J.A.L. Sterling - In Memoriam
17 April 1927 – 29 November 2020
Of Middle Temple, Honorary Member, BLACA, Consultant to Lamb Chambers,
Professorial Fellow, Queen Mary Intellectual Property Research Institute, Queen Mary University of London
John Adrian Lawrence Sterling was a colossal figure in the advocacy and teaching of copyright law and policy. Having read law at the University of Sydney, Adrian was admitted to the Bar of New South Wales in 1949, and thereafter to the English Bar (Middle Temple) in 1953. He commenced his copyright journey by joining the International Federation of the Phonographic Industry (IFPI), London, as Assistant to the Director-General. Eventually working his way to become the Deputy Director-General of IFPI, Adrian’s work would entail making representations on copyright and related rights to Governments and NGOs throughout the world including attending landmark copyright Conferences ranging from the Rome Convention (1961) to the WIPO Internet Treaties (1996). After stepping down from IFPI in 1973, Adrian began the second major stage in the journey namely resuming practice both in Sydney and in London, specialising in national and international copyright law and data, and of course publishing – including some of the earliest discourses on performing rights and sound recordings. The third stage, and perhaps what he enjoyed most, was when he became a copyright teacher at the age of 65 years. He was appointed first to Queen Mary University of London and then subsequently also to King’s College, London.
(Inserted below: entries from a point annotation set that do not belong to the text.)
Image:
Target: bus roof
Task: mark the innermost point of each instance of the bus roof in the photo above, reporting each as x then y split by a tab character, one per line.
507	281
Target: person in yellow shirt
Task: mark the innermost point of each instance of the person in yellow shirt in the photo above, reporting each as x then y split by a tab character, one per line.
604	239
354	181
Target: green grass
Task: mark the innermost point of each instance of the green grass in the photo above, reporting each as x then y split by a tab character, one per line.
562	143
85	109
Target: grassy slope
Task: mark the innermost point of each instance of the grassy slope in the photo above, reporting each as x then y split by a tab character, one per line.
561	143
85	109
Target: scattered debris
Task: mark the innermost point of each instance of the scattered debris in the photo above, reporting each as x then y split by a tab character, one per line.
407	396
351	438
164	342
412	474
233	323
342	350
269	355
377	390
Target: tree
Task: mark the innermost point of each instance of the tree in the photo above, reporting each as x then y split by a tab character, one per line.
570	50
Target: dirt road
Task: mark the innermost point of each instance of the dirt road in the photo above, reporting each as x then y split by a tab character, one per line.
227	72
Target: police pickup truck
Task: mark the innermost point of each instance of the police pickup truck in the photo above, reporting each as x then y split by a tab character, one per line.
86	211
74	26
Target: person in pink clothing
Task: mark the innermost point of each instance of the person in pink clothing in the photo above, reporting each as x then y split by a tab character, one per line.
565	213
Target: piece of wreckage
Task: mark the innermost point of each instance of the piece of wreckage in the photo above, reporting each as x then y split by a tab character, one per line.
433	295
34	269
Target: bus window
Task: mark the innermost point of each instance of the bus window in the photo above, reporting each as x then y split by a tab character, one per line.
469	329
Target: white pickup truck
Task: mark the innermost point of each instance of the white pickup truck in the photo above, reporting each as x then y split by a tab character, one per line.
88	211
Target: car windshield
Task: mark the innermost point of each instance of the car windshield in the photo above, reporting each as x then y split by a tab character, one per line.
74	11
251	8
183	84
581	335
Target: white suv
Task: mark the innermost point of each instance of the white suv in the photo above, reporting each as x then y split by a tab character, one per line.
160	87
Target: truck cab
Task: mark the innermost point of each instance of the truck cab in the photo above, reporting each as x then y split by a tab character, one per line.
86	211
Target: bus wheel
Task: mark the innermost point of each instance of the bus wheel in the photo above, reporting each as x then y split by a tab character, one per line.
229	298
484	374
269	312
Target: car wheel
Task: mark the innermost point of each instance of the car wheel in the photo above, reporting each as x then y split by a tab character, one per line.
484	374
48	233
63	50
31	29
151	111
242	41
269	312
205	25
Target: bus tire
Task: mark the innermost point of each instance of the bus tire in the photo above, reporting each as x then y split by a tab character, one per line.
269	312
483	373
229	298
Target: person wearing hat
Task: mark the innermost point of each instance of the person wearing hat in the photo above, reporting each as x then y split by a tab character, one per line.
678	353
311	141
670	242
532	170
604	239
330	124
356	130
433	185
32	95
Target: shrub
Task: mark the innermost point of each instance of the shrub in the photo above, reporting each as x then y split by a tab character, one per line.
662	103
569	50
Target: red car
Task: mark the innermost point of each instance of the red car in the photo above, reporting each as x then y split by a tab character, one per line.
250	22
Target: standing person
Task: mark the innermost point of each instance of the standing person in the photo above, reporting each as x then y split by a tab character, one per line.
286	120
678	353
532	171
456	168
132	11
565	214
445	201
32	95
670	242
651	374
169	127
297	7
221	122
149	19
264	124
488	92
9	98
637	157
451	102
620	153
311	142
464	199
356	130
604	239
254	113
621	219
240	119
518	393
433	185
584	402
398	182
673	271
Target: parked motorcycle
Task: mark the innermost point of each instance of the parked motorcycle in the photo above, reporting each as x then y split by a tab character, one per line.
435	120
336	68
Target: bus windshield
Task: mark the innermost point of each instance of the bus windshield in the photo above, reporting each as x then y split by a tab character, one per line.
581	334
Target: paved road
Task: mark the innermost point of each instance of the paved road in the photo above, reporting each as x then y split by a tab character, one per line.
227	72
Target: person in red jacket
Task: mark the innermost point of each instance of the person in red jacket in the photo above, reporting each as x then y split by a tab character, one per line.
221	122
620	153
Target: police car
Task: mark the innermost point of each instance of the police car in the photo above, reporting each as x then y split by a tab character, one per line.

By the time he retired, he had been elected as Vice-President of the British Copyright Council, as Honorary Member to the British Literary & Artistic Copyright Association (ALAI-UK), and appointed as Emeritus Vice President of the British Copyright Council. He had published six books, including the iconic Sterling on World Copyright Law, several articles and studies and given over 100 lectures and conference addresses. Adrian was proficient in French, German and Italian which was used to much effect not only for exploring the national laws of many jurisdictions, but also to explore his love for music, literature and medieval iconography.
His main legacy is the generations of academics, students and practitioners, who were imbued with his unique expertise and his unwavering enthusiasm for copyright. He was unabashedly dedicated to his students and helped many of them to become established and recognised professionals in their fields. In return there is so much affection for him around the world. Legendary were the Hampstead Heath walks with both Adrian and Caroline which took in Lord Mansfield and John Keats, as well as the summer picnics for students and faculty in Ladbroke Square. He was undoubtedly a mentor and a father-figure to many people.